Towns

VA, USA

George Washington

1732–1799 · Commander-in-Chief · Mount Vernon Planter · Enslaver

1732–1799

Commander-in-Chief · Mount Vernon Planter · Enslaver

George Washington's relationship with Morristown defined the unglamorous reality of revolutionary command. He brought his army here twice — in 1777 and 1779-80 — and both times faced challenges that no battlefield victory could resolve: disease, desertion, supply collapse, and the slow erosion of political support.

During the first winter, Washington made the critical decision to inoculate his army against smallpox, accepting the short-term risk of weakening his forces to eliminate the disease that had killed more soldiers than British muskets. During the second winter, he watched his army starve, freeze, and nearly dissolve. His correspondence from the Ford Mansion is a masterclass in controlled desperation: letters to Congress pleading for supplies, to state governors demanding recruits, to his officers urging patience with men who had every reason to quit.

Washington's genius at Morristown was not tactical but managerial. He held an army together through two winters when the rational choice for every individual soldier was to go home. He did this through a combination of personal example, political maneuvering, and sheer stubborn refusal to acknowledge that the cause might fail.

In Alexandria

  1. Apr 1755
    Carlyle House Serves as Braddock's War Council Headquarters(Commander-in-Chief)

    In April 1755, General Braddock held a council of war at Carlyle House with the governors of Virginia, Maryland, Pennsylvania, New York, and Massachusetts to coordinate the Ohio Valley campaign. Washington, then 23 and serving as Braddock's aide-de-camp, attended. The expedition ended in Braddock's disastrous defeat at the Monongahela in July 1755, a battle that shaped Washington's military thinking for the rest of his career and established Alexandria's role as a strategic planning hub reprised two decades later during the Revolution.

  2. Jul 1774
    Fairfax Resolves Adopted(Commander-in-Chief)

    George Mason drafted and the Fairfax County Committee adopted the Fairfax Resolves at Alexandria's courthouse — one of the most comprehensive pre-independence statements of colonial grievances. Washington chaired the meeting. The Resolves articulated a constitutional argument against Parliamentary taxation, called for non-importation of British goods, and declared colonists possessed the same rights as Englishmen born in Great Britain. Mason's document directly influenced Jefferson's Declaration of Independence and Virginia's own constitution.

  3. Sep 1774
    Fairfax County Committee of Safety Established(Commander-in-Chief)
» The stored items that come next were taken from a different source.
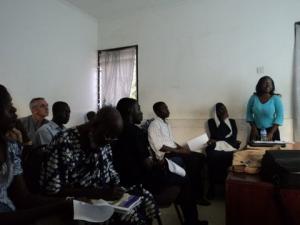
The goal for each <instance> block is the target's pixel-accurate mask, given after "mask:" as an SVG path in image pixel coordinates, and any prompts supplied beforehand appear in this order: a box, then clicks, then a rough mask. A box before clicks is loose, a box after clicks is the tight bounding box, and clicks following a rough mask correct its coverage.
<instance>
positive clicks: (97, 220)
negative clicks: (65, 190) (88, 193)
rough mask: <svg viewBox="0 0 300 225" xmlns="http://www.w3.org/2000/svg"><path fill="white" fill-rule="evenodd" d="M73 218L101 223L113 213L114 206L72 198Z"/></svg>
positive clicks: (77, 219)
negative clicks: (85, 201) (78, 200)
mask: <svg viewBox="0 0 300 225" xmlns="http://www.w3.org/2000/svg"><path fill="white" fill-rule="evenodd" d="M73 208H74V220H84V221H88V222H92V223H102V222H104V221H106V220H108V219H109V218H110V217H111V216H112V215H113V213H114V208H113V207H111V206H109V205H108V204H102V205H93V204H89V203H86V202H81V201H77V200H73Z"/></svg>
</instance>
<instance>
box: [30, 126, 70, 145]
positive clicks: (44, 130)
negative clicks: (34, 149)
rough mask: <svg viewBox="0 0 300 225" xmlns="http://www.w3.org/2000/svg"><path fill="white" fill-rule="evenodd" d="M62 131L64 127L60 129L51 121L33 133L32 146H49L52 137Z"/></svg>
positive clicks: (64, 128) (63, 128) (59, 128)
mask: <svg viewBox="0 0 300 225" xmlns="http://www.w3.org/2000/svg"><path fill="white" fill-rule="evenodd" d="M64 130H65V127H63V128H61V127H59V126H58V125H57V124H56V123H54V122H53V121H49V123H46V124H44V125H43V126H41V127H40V128H39V129H38V130H37V131H36V132H35V136H34V139H33V146H34V147H39V146H41V145H49V144H50V142H51V141H52V139H53V138H54V136H55V135H56V134H57V133H58V132H60V131H64Z"/></svg>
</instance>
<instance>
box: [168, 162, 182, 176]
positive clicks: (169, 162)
mask: <svg viewBox="0 0 300 225" xmlns="http://www.w3.org/2000/svg"><path fill="white" fill-rule="evenodd" d="M166 160H167V163H168V168H169V170H170V172H171V173H175V174H177V175H179V176H181V177H184V176H185V174H186V172H185V170H184V169H183V168H182V167H181V166H179V165H178V164H177V163H175V162H173V161H172V160H170V159H167V158H166Z"/></svg>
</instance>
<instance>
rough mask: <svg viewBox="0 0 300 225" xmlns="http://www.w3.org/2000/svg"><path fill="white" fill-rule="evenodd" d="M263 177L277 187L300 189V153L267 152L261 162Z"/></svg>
mask: <svg viewBox="0 0 300 225" xmlns="http://www.w3.org/2000/svg"><path fill="white" fill-rule="evenodd" d="M261 177H262V179H263V180H265V181H269V182H272V183H273V184H274V185H275V186H277V187H284V188H300V151H299V150H270V151H266V154H265V155H264V156H263V159H262V162H261Z"/></svg>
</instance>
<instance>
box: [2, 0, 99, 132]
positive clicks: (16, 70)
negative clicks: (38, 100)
mask: <svg viewBox="0 0 300 225" xmlns="http://www.w3.org/2000/svg"><path fill="white" fill-rule="evenodd" d="M97 26H98V25H97V21H95V20H94V19H92V17H89V16H87V15H85V14H83V13H82V12H80V11H79V10H78V9H77V8H75V7H72V6H71V5H69V4H67V3H63V2H61V1H58V0H26V1H23V0H1V1H0V83H1V84H4V85H5V86H6V87H7V88H8V89H9V91H10V93H11V95H12V97H13V102H14V104H15V106H16V107H17V109H18V115H19V116H25V115H28V114H29V113H30V111H29V108H28V103H29V101H30V99H31V98H33V97H39V96H42V97H45V98H46V99H47V101H48V102H49V104H50V105H52V104H53V103H54V102H55V101H58V100H63V101H66V102H68V103H69V105H70V107H71V111H72V112H71V120H70V122H69V124H68V126H71V125H74V124H78V123H80V122H83V116H84V114H85V113H86V112H87V111H88V110H92V109H93V110H94V109H96V88H97V86H96V82H95V81H96V66H97V64H96V63H97V51H96V50H97V36H98V34H97V32H98V31H97ZM50 109H51V107H50ZM50 111H51V110H50ZM49 118H50V119H51V116H49Z"/></svg>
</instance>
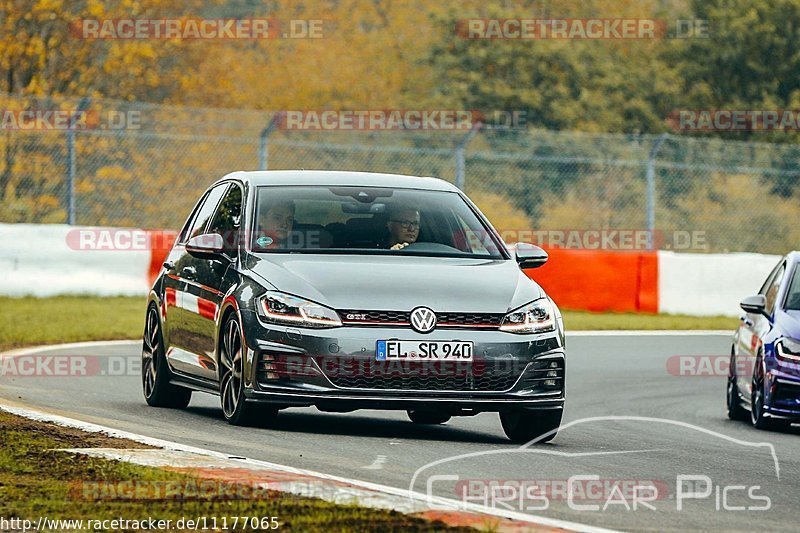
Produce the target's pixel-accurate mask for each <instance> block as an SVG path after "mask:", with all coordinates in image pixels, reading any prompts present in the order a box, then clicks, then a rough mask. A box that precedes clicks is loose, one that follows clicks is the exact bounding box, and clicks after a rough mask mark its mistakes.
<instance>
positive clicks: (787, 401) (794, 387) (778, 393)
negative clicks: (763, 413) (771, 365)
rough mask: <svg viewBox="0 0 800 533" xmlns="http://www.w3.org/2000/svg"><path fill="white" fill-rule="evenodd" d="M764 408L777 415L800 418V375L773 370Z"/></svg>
mask: <svg viewBox="0 0 800 533" xmlns="http://www.w3.org/2000/svg"><path fill="white" fill-rule="evenodd" d="M764 410H765V411H766V412H767V413H769V414H770V415H774V416H776V417H781V418H792V419H800V377H798V376H797V375H796V374H794V373H787V372H783V371H780V370H777V369H774V370H771V371H770V375H769V392H768V395H767V398H766V401H765V405H764Z"/></svg>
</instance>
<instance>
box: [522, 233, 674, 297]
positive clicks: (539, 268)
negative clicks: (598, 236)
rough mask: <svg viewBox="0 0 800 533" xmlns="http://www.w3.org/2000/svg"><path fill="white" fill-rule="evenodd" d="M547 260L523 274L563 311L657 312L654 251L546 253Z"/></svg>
mask: <svg viewBox="0 0 800 533" xmlns="http://www.w3.org/2000/svg"><path fill="white" fill-rule="evenodd" d="M547 253H548V254H549V255H550V259H549V260H548V261H547V263H546V264H545V265H544V266H542V267H539V268H536V269H529V270H526V271H525V273H526V274H527V275H528V277H530V278H531V279H533V280H534V281H536V282H537V283H539V285H541V286H542V288H544V290H546V291H547V294H549V295H550V297H551V298H553V300H554V301H555V302H556V304H557V305H558V306H559V307H560V308H562V309H576V310H586V311H629V312H646V313H657V312H658V254H657V252H611V251H607V250H563V249H558V248H553V249H549V250H547Z"/></svg>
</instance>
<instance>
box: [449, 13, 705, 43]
mask: <svg viewBox="0 0 800 533" xmlns="http://www.w3.org/2000/svg"><path fill="white" fill-rule="evenodd" d="M455 33H456V36H458V37H459V38H462V39H521V40H562V39H572V40H609V39H610V40H645V39H664V38H670V39H689V38H705V39H707V38H709V37H710V30H709V22H708V20H705V19H678V20H674V21H668V20H663V19H636V18H612V17H609V18H539V19H537V18H472V19H462V20H459V21H457V22H456V27H455Z"/></svg>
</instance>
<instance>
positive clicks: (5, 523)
mask: <svg viewBox="0 0 800 533" xmlns="http://www.w3.org/2000/svg"><path fill="white" fill-rule="evenodd" d="M280 526H281V522H280V521H279V519H278V517H277V516H191V517H186V516H184V517H181V518H177V519H171V518H170V519H159V518H154V517H151V516H148V517H145V518H123V517H117V518H85V519H83V518H78V519H72V518H71V519H61V518H51V517H49V516H40V517H39V518H38V519H36V520H30V519H26V518H19V517H10V518H6V517H4V516H0V531H11V532H14V531H20V532H27V531H176V530H177V531H185V530H189V531H236V530H239V531H266V530H275V529H278V528H280Z"/></svg>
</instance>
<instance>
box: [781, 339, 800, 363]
mask: <svg viewBox="0 0 800 533" xmlns="http://www.w3.org/2000/svg"><path fill="white" fill-rule="evenodd" d="M775 352H776V353H777V354H778V359H783V360H784V361H795V362H798V361H800V342H797V341H795V340H792V339H786V338H784V339H781V340H779V341H778V342H777V343H776V344H775Z"/></svg>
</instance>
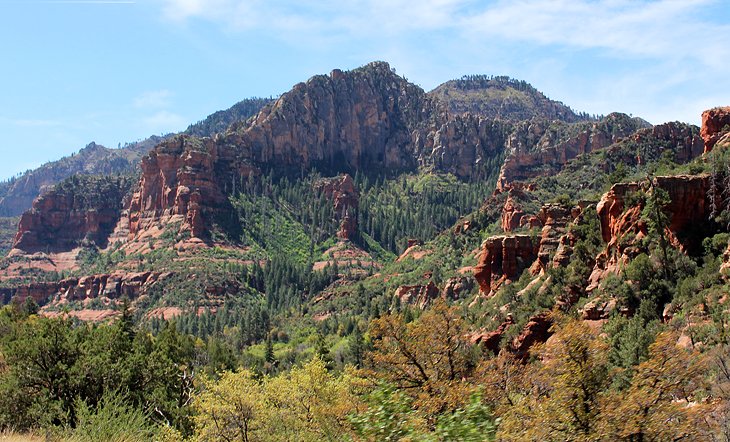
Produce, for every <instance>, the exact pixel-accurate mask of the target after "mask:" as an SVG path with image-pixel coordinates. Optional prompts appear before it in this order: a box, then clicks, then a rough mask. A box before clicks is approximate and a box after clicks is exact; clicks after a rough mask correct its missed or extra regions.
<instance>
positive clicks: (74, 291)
mask: <svg viewBox="0 0 730 442" xmlns="http://www.w3.org/2000/svg"><path fill="white" fill-rule="evenodd" d="M170 276H172V273H164V272H138V273H113V274H101V275H91V276H84V277H81V278H75V277H74V278H66V279H63V280H61V281H59V282H36V283H31V284H26V285H21V286H19V287H17V288H16V289H15V293H14V296H15V299H17V300H18V301H19V302H24V301H25V299H26V298H28V297H30V298H33V299H34V300H35V301H36V302H37V303H38V304H45V303H46V302H49V301H53V302H67V301H83V300H86V299H93V298H98V297H106V298H109V299H117V298H120V297H122V296H126V297H128V298H129V299H131V300H134V299H137V298H138V297H139V296H140V295H141V294H143V293H145V292H146V291H147V290H148V289H149V288H150V287H151V286H152V285H153V284H155V283H156V282H158V281H161V280H163V279H166V278H169V277H170Z"/></svg>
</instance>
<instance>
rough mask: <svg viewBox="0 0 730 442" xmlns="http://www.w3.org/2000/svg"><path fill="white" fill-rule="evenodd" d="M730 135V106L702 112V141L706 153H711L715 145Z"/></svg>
mask: <svg viewBox="0 0 730 442" xmlns="http://www.w3.org/2000/svg"><path fill="white" fill-rule="evenodd" d="M728 133H730V106H727V107H716V108H713V109H709V110H706V111H704V112H702V132H701V135H702V140H703V141H704V146H705V152H709V151H711V150H712V148H713V147H715V144H717V142H718V141H719V140H720V139H721V138H722V137H724V136H726V135H727V134H728Z"/></svg>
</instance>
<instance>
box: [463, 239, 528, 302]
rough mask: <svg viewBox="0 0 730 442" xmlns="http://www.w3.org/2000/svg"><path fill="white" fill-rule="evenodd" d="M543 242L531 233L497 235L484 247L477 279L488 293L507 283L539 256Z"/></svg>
mask: <svg viewBox="0 0 730 442" xmlns="http://www.w3.org/2000/svg"><path fill="white" fill-rule="evenodd" d="M538 251H539V242H538V241H535V240H534V238H533V237H532V236H530V235H514V236H493V237H491V238H487V239H486V240H485V241H484V242H483V243H482V246H481V251H480V255H479V262H478V263H477V265H476V266H475V267H474V278H475V279H476V280H477V283H478V284H479V288H480V291H481V293H482V294H485V295H488V294H490V293H491V292H492V291H493V290H496V288H498V287H499V286H500V285H501V284H502V283H503V282H505V281H508V280H514V279H515V278H518V277H519V276H520V275H521V274H522V272H523V271H524V270H525V269H527V268H529V267H530V265H531V264H532V263H533V262H534V261H535V259H537V256H538Z"/></svg>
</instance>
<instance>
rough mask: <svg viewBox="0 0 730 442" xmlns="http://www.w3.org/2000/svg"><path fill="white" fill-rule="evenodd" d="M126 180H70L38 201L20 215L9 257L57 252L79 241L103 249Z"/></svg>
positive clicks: (96, 177)
mask: <svg viewBox="0 0 730 442" xmlns="http://www.w3.org/2000/svg"><path fill="white" fill-rule="evenodd" d="M129 187H130V183H129V181H128V180H126V179H124V178H113V177H100V178H98V177H89V176H72V177H71V178H69V179H67V180H66V181H64V182H62V183H59V184H58V185H57V186H55V187H54V188H53V189H51V190H50V191H48V192H47V193H45V194H43V195H42V196H40V197H38V198H37V199H36V200H35V201H34V202H33V208H32V209H31V210H29V211H27V212H25V213H24V214H23V216H22V217H21V218H20V222H19V223H18V232H17V234H16V236H15V240H14V242H13V250H12V251H11V252H10V255H11V256H15V255H20V254H26V253H34V252H59V251H68V250H71V249H73V248H76V247H78V246H79V245H80V243H81V242H82V241H90V242H92V243H94V244H96V245H98V246H101V247H103V246H105V245H106V241H107V238H108V237H109V234H110V233H111V232H112V230H113V229H114V227H115V226H116V224H117V221H118V219H119V217H120V214H121V211H122V206H123V204H124V197H125V196H126V194H127V192H128V190H129Z"/></svg>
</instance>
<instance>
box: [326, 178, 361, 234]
mask: <svg viewBox="0 0 730 442" xmlns="http://www.w3.org/2000/svg"><path fill="white" fill-rule="evenodd" d="M315 188H316V189H317V190H319V191H320V192H322V193H324V194H325V195H326V196H327V198H329V199H331V200H332V203H333V205H334V209H335V216H336V217H337V219H339V220H340V230H339V231H338V232H337V237H338V238H341V239H354V238H355V236H356V235H357V228H358V226H357V209H358V205H359V198H360V195H359V194H358V192H357V189H355V183H354V181H353V180H352V177H351V176H350V175H348V174H344V175H340V176H338V177H335V178H323V179H321V180H320V181H319V182H317V183H315Z"/></svg>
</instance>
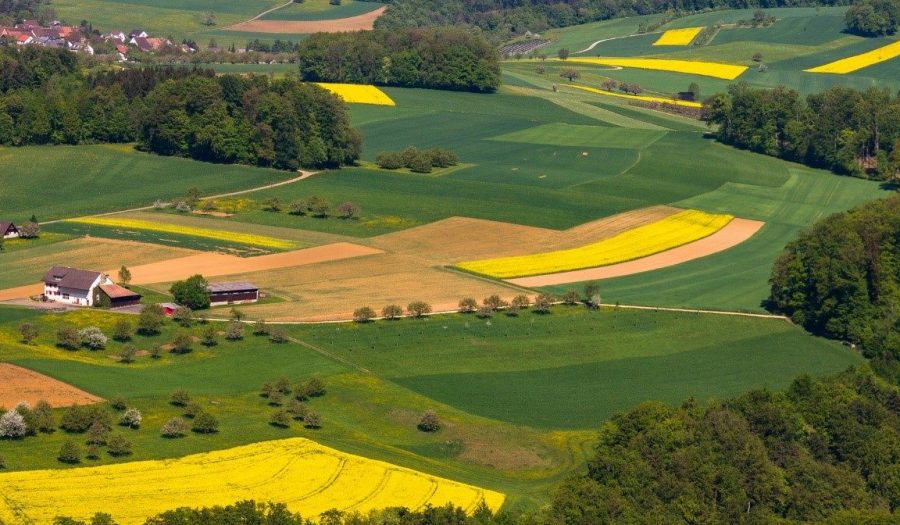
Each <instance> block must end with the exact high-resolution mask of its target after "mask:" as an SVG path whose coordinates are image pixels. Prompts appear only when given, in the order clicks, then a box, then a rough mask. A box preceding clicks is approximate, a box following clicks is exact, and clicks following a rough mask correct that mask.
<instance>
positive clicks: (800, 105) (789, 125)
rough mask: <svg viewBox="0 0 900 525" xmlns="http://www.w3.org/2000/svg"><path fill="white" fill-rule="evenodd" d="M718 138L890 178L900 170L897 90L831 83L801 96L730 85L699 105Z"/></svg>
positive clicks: (777, 153) (831, 169)
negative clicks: (854, 88) (828, 85)
mask: <svg viewBox="0 0 900 525" xmlns="http://www.w3.org/2000/svg"><path fill="white" fill-rule="evenodd" d="M704 119H705V120H706V121H707V122H708V123H709V124H715V125H717V126H718V130H717V131H716V137H717V138H718V140H720V141H721V142H724V143H726V144H731V145H733V146H737V147H739V148H744V149H749V150H752V151H755V152H758V153H764V154H766V155H773V156H776V157H781V158H783V159H787V160H791V161H795V162H801V163H804V164H807V165H809V166H814V167H820V168H825V169H830V170H833V171H835V172H837V173H841V174H846V175H853V176H858V177H872V178H876V179H880V180H894V179H896V178H897V177H898V172H900V96H892V95H891V93H890V92H889V91H888V90H886V89H879V88H876V87H871V88H869V89H867V90H866V91H857V90H855V89H851V88H846V87H834V88H831V89H829V90H827V91H825V92H822V93H815V94H811V95H809V96H808V97H806V99H805V100H804V99H802V98H801V97H800V94H799V93H797V92H796V91H794V90H793V89H787V88H784V87H779V88H776V89H755V88H751V87H749V86H748V85H747V84H745V83H737V84H732V85H731V86H729V88H728V93H727V94H718V95H715V96H713V97H712V98H710V99H709V100H707V101H706V103H705V104H704Z"/></svg>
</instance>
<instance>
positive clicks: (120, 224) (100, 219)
mask: <svg viewBox="0 0 900 525" xmlns="http://www.w3.org/2000/svg"><path fill="white" fill-rule="evenodd" d="M66 222H71V223H75V224H86V225H89V226H105V227H108V228H123V229H129V230H144V231H152V232H160V233H172V234H176V235H190V236H192V237H202V238H204V239H213V240H217V241H227V242H232V243H235V244H247V245H250V246H259V247H262V248H272V249H276V250H290V249H293V248H296V247H297V245H296V244H295V243H294V242H291V241H287V240H284V239H276V238H275V237H267V236H265V235H254V234H251V233H239V232H233V231H225V230H212V229H209V228H198V227H193V226H181V225H178V224H168V223H163V222H153V221H145V220H141V219H117V218H113V217H82V218H80V219H67V220H66Z"/></svg>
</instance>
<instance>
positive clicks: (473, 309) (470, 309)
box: [459, 297, 478, 314]
mask: <svg viewBox="0 0 900 525" xmlns="http://www.w3.org/2000/svg"><path fill="white" fill-rule="evenodd" d="M475 310H478V301H476V300H475V298H474V297H466V298H464V299H460V300H459V313H462V314H470V313H472V312H474V311H475Z"/></svg>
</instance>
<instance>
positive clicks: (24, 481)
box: [0, 438, 504, 525]
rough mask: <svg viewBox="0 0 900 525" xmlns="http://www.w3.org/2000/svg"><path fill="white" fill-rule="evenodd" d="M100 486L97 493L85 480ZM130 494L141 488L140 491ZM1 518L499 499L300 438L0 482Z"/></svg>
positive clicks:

    Following the Fairfax Resolves, Alexandria and Fairfax County Patriots organized a Committee of Safety to enforce non-importation associations and coordinate Patriot activity — effectively becoming the de facto government of Fairfax County as royal authority collapsed. Rooted in Alexandria's merchant and gentry networks, the Fairfax committee monitored trade compliance, organized militia training, and managed the political transition from colonial to independent governance. Washington, Mason, and the Ramsay family were all involved.

  4. Apr 1775
    Fairfax Independent Company Mustered(Commander-in-Chief)

    The Fairfax Independent Company, organized by Washington and George Mason, mustered at Market Square in the weeks following Lexington and Concord. Washington had helped organize and equip the company in the years before the war. Following April 1775 news from Massachusetts, the company drilled regularly at Market Square and prepared for deployment — the conversion of a civic militia into a wartime unit that demonstrated Alexandria's early military mobilization.

  5. May 1775
    Washington Departs for Continental Congress(Commander-in-Chief)

    George Washington left Alexandria for the Second Continental Congress in Philadelphia, arriving in time for the Congress that appointed him Commander-in-Chief on June 15, 1775. His departure from Alexandria was the last time he would leave the area as a private citizen. He would not return permanently for eight years — an absence that began the long period of Lund Washington's management of the estate and the Patriot networks that sustained Alexandria's wartime role.

  6. Apr 1789
    Alexandria Bids Washington Farewell Before Inaugural Journey(Commander-in-Chief)

    On April 16, 1789, George Washington departed Alexandria for New York City and his first inauguration as President. Mayor Dennis Ramsay addressed him at the town limits. Washington's response, expressing hope that his departure would prove "a prelude to the joys of an honorable and happy retirement," became one of his most quoted public statements — marking the end of the Revolutionary era for Alexandria and the transition to the political legacy that would define his national reputation.